Teaching and Learning

The culture of excellent teaching is firmly entrenched at UP across all fields of study. Our committed academics have multiple approaches to teaching to ensure that students with a variety of learning strengths succeed. Good teaching helps students to excel and graduate in the minimum time set out for a degree.

Our degrees are locally accredited and internationally recognised. We have agreements in place with the relevant legal accreditation bodies around the world, which means that, with UP behind your name, your qualification will always be recognised. 

Our educational approach has a strong focus on inclusivity and equitable access to education, but ultimately on equity of outcomes. We effectively use contact sessions in traditional lectures, seminars, laboratories and practical sites, together with the experience gained by more than 20 years of using online learning platforms. This has enabled access and success for an increasing number of students. 

Our teaching and learning approach is based on inquiry-based learning, hybrid learning and community-based learning. This means that students can ask questions and do research in their field to learn and discover answers on their own; be taught in a classroom or other formal contact environment but also find additional activities, notes, resources and videos to supplement their classes online; or apply their knowledge in a practical way to help communities around university campuses.

Additional academic development is offered to first-year students to orientate them to the range of support services and offerings available institution-wide and within faculties to help students achieve their academic goals. These include tutoring, mentoring and advising services.

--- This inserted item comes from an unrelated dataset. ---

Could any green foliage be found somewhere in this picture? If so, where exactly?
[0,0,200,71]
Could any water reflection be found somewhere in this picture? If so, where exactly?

In terms of a learning theory, the University believes that students actively construct their own knowledge and understandings. This is best done by engaging students in class using inquiry-based teaching. A flipped teaching approach requires students to prepare before class, enabling new teaching to build actively on existing knowledge. In this way, more time is available in class for focusing on inquiry-based activities, such as developing ideas, exploring consequences, justifying solutions, discussions, and solving problems. This is best done by engaging students in class using inquiry-based teaching where lecturers can focus on complex concepts and problems. The inquiry-based flip approach can be used across different instructional modalities.

The University's flipped learning model for full-time students assumes three phases in teaching and learning, namely (a) preparation before class, (b) engagement in class and (c) consolidation after class.

PREPARE before class

At the very least, the Study Guide and your clickUP module should stipulate a clear, weekly work schedule so that students can keep up independently. Quality instruction requires students to come to class prepared, as this enables new teaching to build actively on existing knowledge. Students can prepare for the class using traditional textbooks, eTextbooks, PDF & Word files, videos or publishers' learning systems. For more information about creating your own videos, click here. For YouTube videos URLs should be zero-rated please see the guidelines.

Assess before class: Students’ preparedness for each class should be assessed before the online class. These assessments provide valuable information to a lecturer that can be used during contact or virtual sessions to address misconceptions. 

ENGAGE during scheduled class time

Inquiry-based learning (i.e. teaching by questioning and not by telling, following Socrates) enables students to think, communicate and justify their ideas. 


Assignments and assessments after class provide further opportunities for students to consolidate their knowledge and organise it into meaningful hierarchical patterns.